Single-cell parasites co-opt 'ready-made' genes from host: UBC research

Published: Wednesday, July 18, 2012 - 20:05 in Biology & Nature

Two species of single-cell parasites have co-opted "ready-made" genes from their hosts that in turn help them exploit their hosts, according to a new study by University of British Columbia and University of Ottawa researchers. Part of a group of parasitic microbes called microsporidia, Encephalitozoon hellem and Encephalitozoon romaleae are related to fungi and are commonly found in the intestines of vertebrates. In humans, they are associated with people with immune deficiencies.

The research team identified six genes in these parasites that were not found in any other microsporidian. Rather than the slow process of inheriting individual genes, E. hellem and E. romaleae have acquired a suite of genes that produce folate, a form of folic acid that helps cell division and growth.

Details are published this week in the online journal PNAS Early Edition.

"With their tiny, reduced genomes, microsporidia are models for gene loss," says lead author Patrick Keeling, a professor in UBC's Dept. of Botany.

"These parasites have undergone massive genome reductions and are literally infection machines -- they only kept genes that are essential for survival."

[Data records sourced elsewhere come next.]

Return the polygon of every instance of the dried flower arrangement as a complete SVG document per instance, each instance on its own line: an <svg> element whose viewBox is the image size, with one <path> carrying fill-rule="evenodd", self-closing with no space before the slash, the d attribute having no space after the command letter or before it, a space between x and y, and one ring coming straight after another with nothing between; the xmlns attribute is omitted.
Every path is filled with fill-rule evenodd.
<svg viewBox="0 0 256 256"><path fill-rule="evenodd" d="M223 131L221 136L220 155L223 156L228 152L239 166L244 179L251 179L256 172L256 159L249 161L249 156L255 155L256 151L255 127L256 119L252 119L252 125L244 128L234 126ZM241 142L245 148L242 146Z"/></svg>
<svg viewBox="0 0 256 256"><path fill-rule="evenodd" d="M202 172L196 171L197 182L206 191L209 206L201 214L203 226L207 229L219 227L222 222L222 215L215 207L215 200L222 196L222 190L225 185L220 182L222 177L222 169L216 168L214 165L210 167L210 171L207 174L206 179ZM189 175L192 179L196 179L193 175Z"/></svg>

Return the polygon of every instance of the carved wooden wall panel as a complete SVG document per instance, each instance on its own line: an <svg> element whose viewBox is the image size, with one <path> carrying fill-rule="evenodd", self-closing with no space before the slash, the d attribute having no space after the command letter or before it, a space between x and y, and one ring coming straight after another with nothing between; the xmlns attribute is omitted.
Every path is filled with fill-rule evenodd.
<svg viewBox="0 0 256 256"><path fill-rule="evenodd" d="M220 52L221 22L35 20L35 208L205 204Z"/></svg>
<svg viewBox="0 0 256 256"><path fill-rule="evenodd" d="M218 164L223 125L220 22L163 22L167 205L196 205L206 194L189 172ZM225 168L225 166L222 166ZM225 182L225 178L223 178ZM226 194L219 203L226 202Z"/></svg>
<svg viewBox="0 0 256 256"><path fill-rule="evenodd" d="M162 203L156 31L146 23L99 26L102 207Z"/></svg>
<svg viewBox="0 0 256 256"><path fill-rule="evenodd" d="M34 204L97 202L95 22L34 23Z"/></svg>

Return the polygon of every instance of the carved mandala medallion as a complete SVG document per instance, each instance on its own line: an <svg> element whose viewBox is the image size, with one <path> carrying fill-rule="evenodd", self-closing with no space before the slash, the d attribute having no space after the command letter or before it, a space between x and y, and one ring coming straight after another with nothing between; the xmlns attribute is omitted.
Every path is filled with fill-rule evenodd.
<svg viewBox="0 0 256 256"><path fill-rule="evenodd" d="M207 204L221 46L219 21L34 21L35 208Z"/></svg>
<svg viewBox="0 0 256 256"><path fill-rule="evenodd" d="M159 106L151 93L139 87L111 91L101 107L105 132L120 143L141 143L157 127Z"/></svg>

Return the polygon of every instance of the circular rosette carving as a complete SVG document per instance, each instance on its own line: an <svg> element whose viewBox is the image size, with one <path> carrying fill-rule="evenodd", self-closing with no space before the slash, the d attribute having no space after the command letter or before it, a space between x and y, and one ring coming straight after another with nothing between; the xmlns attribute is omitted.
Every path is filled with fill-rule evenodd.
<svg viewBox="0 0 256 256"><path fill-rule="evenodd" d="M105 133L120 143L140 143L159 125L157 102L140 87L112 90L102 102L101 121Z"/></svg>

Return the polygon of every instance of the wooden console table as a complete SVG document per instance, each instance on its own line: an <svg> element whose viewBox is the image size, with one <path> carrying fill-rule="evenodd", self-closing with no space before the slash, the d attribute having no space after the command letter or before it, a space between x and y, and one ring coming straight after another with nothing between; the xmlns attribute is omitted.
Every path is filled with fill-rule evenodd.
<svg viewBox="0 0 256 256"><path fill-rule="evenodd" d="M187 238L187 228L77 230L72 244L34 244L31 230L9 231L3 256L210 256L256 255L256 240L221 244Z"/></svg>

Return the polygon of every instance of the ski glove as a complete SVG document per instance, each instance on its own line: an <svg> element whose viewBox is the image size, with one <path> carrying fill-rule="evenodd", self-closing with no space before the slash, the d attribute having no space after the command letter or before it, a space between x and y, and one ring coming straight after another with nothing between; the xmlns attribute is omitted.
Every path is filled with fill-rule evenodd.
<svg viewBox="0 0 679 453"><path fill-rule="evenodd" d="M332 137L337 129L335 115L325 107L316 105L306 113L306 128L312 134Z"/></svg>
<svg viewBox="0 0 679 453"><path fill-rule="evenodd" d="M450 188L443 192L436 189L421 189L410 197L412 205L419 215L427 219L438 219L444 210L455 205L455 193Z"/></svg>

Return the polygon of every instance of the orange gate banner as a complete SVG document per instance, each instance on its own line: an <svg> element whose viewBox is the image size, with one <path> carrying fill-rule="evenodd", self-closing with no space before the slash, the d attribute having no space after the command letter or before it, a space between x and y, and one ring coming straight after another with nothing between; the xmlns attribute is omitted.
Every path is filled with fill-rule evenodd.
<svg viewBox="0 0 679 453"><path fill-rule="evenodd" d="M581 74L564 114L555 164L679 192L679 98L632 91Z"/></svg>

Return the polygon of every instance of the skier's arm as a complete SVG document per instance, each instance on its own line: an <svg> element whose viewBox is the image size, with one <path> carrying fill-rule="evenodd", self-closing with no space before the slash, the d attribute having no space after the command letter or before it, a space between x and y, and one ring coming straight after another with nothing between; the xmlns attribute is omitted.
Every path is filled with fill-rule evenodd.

"But here we found two species have actually acquired new genes that work together to make an essential nutrient that the parasites would otherwise have to steal from their host -- opening up new tissues or even new hosts as targets for infection," says Keeling, director of the Centre for Microbial Diversity and Evolution and a member of Beaty Biodiversity Research Centre at UBC.

The process of horizontal gene transfer -- the ability to acquire ready-made genes with specific functions from foreign genomes -- is an important but often overlooked mechanism of evolution, according to Keeling. "It helps explain the relatively rapid evolution of these tiny organisms and their ability to infect and live off of a wide variety of hosts."